The latter, where it expects to work on Rovuma LNG, was the most disappointing. The contract had been expected in the last quarter of the 2019 financial year, which ended on March 31.
The company said there was a chance that the final investment decision (FID) might come in the 2021 financial year or later. Despite the delays, JGC remained positive that the development work would not be cancelled and that it would “proceed, despite some delay”.
ExxonMobil formally announced that the FID had been pushed back for the two-train project in early April. In October 2019, when JGC was announced to have won some work on Rovuma LNG, its share was reported to be $3.7 billion.
JGC is involved in the floating LNG scheme off Mozambique, Coral Sul, where it holds the engineering, procurement, construction, installation and commissioning (EPCIC) contract, via a joint venture with TechnipFMC.
The Japanese company was more positive on the Middle Eastern projects. Work on a modernisation project at an Iraqi refinery is expected to be approved in the 2020 financial year and bidding for the Oman LNG bunkering plan is also likely to take place.
Work on the Qatar LNG scheme is due to move to commercial bids in the third quarter of 2020. JGC expressed confidence in the project based on the fact that Qatar Petroleum has already placed orders for ships.
Despite this belief, JGC said it had not included this in its order target for 2020 “as our new order value could vary significantly by the result of the bid”.

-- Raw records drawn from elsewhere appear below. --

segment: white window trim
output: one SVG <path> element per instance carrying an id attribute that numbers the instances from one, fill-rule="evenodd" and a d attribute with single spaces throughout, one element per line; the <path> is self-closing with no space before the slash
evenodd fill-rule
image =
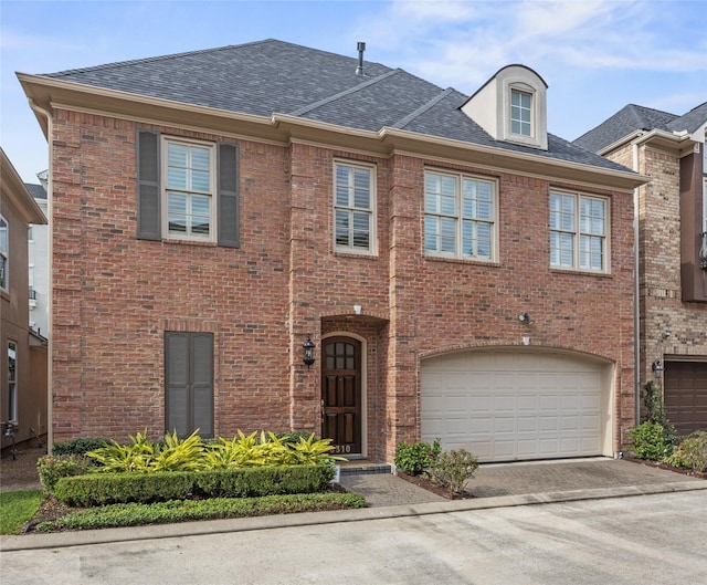
<path id="1" fill-rule="evenodd" d="M 535 138 L 536 138 L 536 102 L 537 102 L 537 97 L 536 97 L 536 92 L 531 88 L 531 87 L 520 87 L 518 84 L 511 84 L 508 87 L 508 92 L 509 92 L 509 96 L 508 96 L 508 134 L 513 135 L 515 137 L 515 139 L 518 140 L 527 140 L 527 139 L 532 139 L 535 143 Z M 514 117 L 513 117 L 513 94 L 517 93 L 520 95 L 527 95 L 530 98 L 530 134 L 523 134 L 523 133 L 518 133 L 518 132 L 513 132 L 513 122 L 514 122 Z M 524 123 L 523 119 L 519 119 L 518 122 Z"/>
<path id="2" fill-rule="evenodd" d="M 367 211 L 368 213 L 370 213 L 370 232 L 369 232 L 369 247 L 368 250 L 363 250 L 361 248 L 354 248 L 352 246 L 339 246 L 336 242 L 336 210 L 341 207 L 338 206 L 336 202 L 336 168 L 338 166 L 344 166 L 344 167 L 358 167 L 358 168 L 365 168 L 370 173 L 370 184 L 369 184 L 369 188 L 370 188 L 370 209 L 366 210 L 363 208 L 356 208 L 356 209 L 360 209 L 361 211 Z M 333 230 L 331 230 L 331 236 L 333 236 L 333 244 L 334 244 L 334 250 L 336 252 L 341 252 L 341 253 L 347 253 L 347 254 L 361 254 L 361 255 L 377 255 L 378 254 L 378 231 L 377 231 L 377 226 L 378 226 L 378 177 L 377 177 L 377 167 L 376 165 L 372 164 L 366 164 L 366 163 L 360 163 L 358 160 L 352 161 L 352 160 L 347 160 L 347 159 L 334 159 L 334 166 L 333 166 L 333 170 L 334 173 L 331 174 L 331 180 L 333 180 L 333 188 L 331 188 L 331 194 L 333 194 L 333 202 L 334 202 L 334 208 L 333 208 L 333 217 L 331 217 L 331 224 L 333 224 Z M 342 208 L 344 209 L 344 208 Z M 347 208 L 349 209 L 349 208 Z"/>
<path id="3" fill-rule="evenodd" d="M 205 142 L 205 140 L 193 140 L 189 138 L 181 138 L 176 136 L 165 136 L 160 137 L 160 185 L 161 185 L 161 194 L 160 194 L 160 206 L 161 206 L 161 226 L 162 226 L 162 238 L 166 240 L 181 240 L 181 241 L 190 241 L 190 242 L 217 242 L 218 238 L 218 226 L 217 226 L 217 207 L 219 205 L 218 200 L 218 179 L 217 179 L 217 145 L 214 143 Z M 169 205 L 168 205 L 168 196 L 167 192 L 169 190 L 167 184 L 167 158 L 168 158 L 168 145 L 169 144 L 183 144 L 187 146 L 200 146 L 202 148 L 209 148 L 211 152 L 210 156 L 210 165 L 209 165 L 209 187 L 211 194 L 211 205 L 210 205 L 210 217 L 209 217 L 209 238 L 199 238 L 196 236 L 191 236 L 188 233 L 176 234 L 169 233 Z"/>
<path id="4" fill-rule="evenodd" d="M 482 175 L 472 175 L 468 173 L 450 173 L 449 170 L 440 170 L 440 169 L 435 169 L 435 168 L 428 168 L 424 171 L 425 177 L 428 174 L 434 174 L 434 175 L 445 175 L 447 177 L 454 177 L 454 179 L 456 180 L 456 185 L 457 185 L 457 191 L 456 191 L 456 196 L 457 196 L 457 212 L 456 212 L 456 231 L 454 234 L 454 247 L 455 247 L 455 251 L 454 253 L 450 253 L 450 252 L 435 252 L 435 251 L 429 251 L 425 244 L 425 228 L 424 228 L 424 221 L 425 221 L 425 217 L 428 215 L 431 216 L 437 216 L 437 217 L 452 217 L 452 216 L 444 216 L 444 215 L 440 215 L 440 213 L 428 213 L 426 210 L 424 209 L 424 198 L 426 196 L 426 187 L 424 187 L 425 192 L 423 192 L 423 210 L 422 210 L 422 216 L 423 216 L 423 227 L 422 227 L 422 248 L 424 250 L 424 254 L 429 258 L 449 258 L 449 259 L 454 259 L 454 260 L 464 260 L 464 261 L 472 261 L 472 262 L 487 262 L 487 263 L 495 263 L 498 262 L 498 180 L 493 178 L 493 177 L 484 177 Z M 492 237 L 490 237 L 490 258 L 485 258 L 485 257 L 479 257 L 479 255 L 472 255 L 472 254 L 464 254 L 462 253 L 462 232 L 461 232 L 461 223 L 462 223 L 462 194 L 463 194 L 463 189 L 462 189 L 462 184 L 464 179 L 471 179 L 471 180 L 477 180 L 477 181 L 483 181 L 483 182 L 488 182 L 493 186 L 493 208 L 494 208 L 494 219 L 493 221 L 486 221 L 486 220 L 478 220 L 482 223 L 490 223 L 492 224 Z M 426 181 L 423 181 L 423 185 Z M 472 220 L 472 221 L 477 221 L 477 220 Z"/>
<path id="5" fill-rule="evenodd" d="M 0 284 L 0 290 L 9 291 L 10 290 L 10 222 L 4 218 L 4 216 L 0 216 L 0 221 L 4 223 L 4 237 L 6 237 L 6 246 L 7 246 L 4 250 L 0 248 L 0 258 L 2 259 L 2 263 L 4 264 L 4 284 Z"/>
<path id="6" fill-rule="evenodd" d="M 610 273 L 610 260 L 611 260 L 611 199 L 609 197 L 604 197 L 601 195 L 590 195 L 590 194 L 584 194 L 584 192 L 579 192 L 579 191 L 563 191 L 560 189 L 553 189 L 549 192 L 548 195 L 548 226 L 549 226 L 549 217 L 550 217 L 550 197 L 552 195 L 562 195 L 562 196 L 569 196 L 569 197 L 573 197 L 574 198 L 574 222 L 576 222 L 576 227 L 574 227 L 574 231 L 573 233 L 573 238 L 572 238 L 572 265 L 571 267 L 563 267 L 560 264 L 553 264 L 552 263 L 552 255 L 550 255 L 550 268 L 552 270 L 566 270 L 566 271 L 571 271 L 571 272 L 587 272 L 589 274 L 609 274 Z M 602 255 L 602 268 L 600 270 L 594 270 L 591 268 L 582 268 L 580 267 L 580 236 L 583 233 L 580 231 L 580 201 L 582 199 L 595 199 L 595 200 L 600 200 L 604 202 L 604 209 L 605 209 L 605 217 L 604 217 L 604 250 L 603 250 L 603 255 Z M 553 230 L 553 229 L 549 229 L 548 231 L 548 237 L 550 236 L 550 233 L 552 233 L 553 231 L 562 231 L 562 230 Z M 568 233 L 568 232 L 564 232 Z M 592 236 L 592 237 L 597 237 L 597 234 L 587 234 L 587 236 Z M 548 241 L 548 246 L 550 244 L 550 242 Z M 551 248 L 549 248 L 550 250 L 550 254 L 551 254 Z"/>
<path id="7" fill-rule="evenodd" d="M 14 379 L 10 379 L 10 346 L 14 345 Z M 14 339 L 8 339 L 8 344 L 6 347 L 7 356 L 8 356 L 8 369 L 6 372 L 6 378 L 8 380 L 8 420 L 14 422 L 17 425 L 18 421 L 18 401 L 19 401 L 19 356 L 20 353 L 19 344 Z M 12 407 L 12 408 L 10 408 Z M 12 410 L 12 411 L 11 411 Z"/>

Qatari Minister of State for Energy Affairs Saad Sherida Al-Kaabi said this week that the country was “going full steam ahead with the North Field expansion projects”.
This will increase the country’s LNG production capacity from 77 million tonnes per year to 110mn tpy by 2025 and 126mn tpy by 2027, he said during a webinar organised by the US-Qatar Business Council. Final onshore commercial bids are due by September, he said, with contracts to be awarded by the end of the year.
While Al-Kaabi struck a defiant tone, saying other producers would have to shut in production before Qatar owing to its low cost output, he did allow that QP would be cutting capital and operating expenses by 30% in June.
JGC went on to warn that progress at the LNG Canada project might be slower than previously expected, because of the impact of coronavirus. This is the company’s single largest order.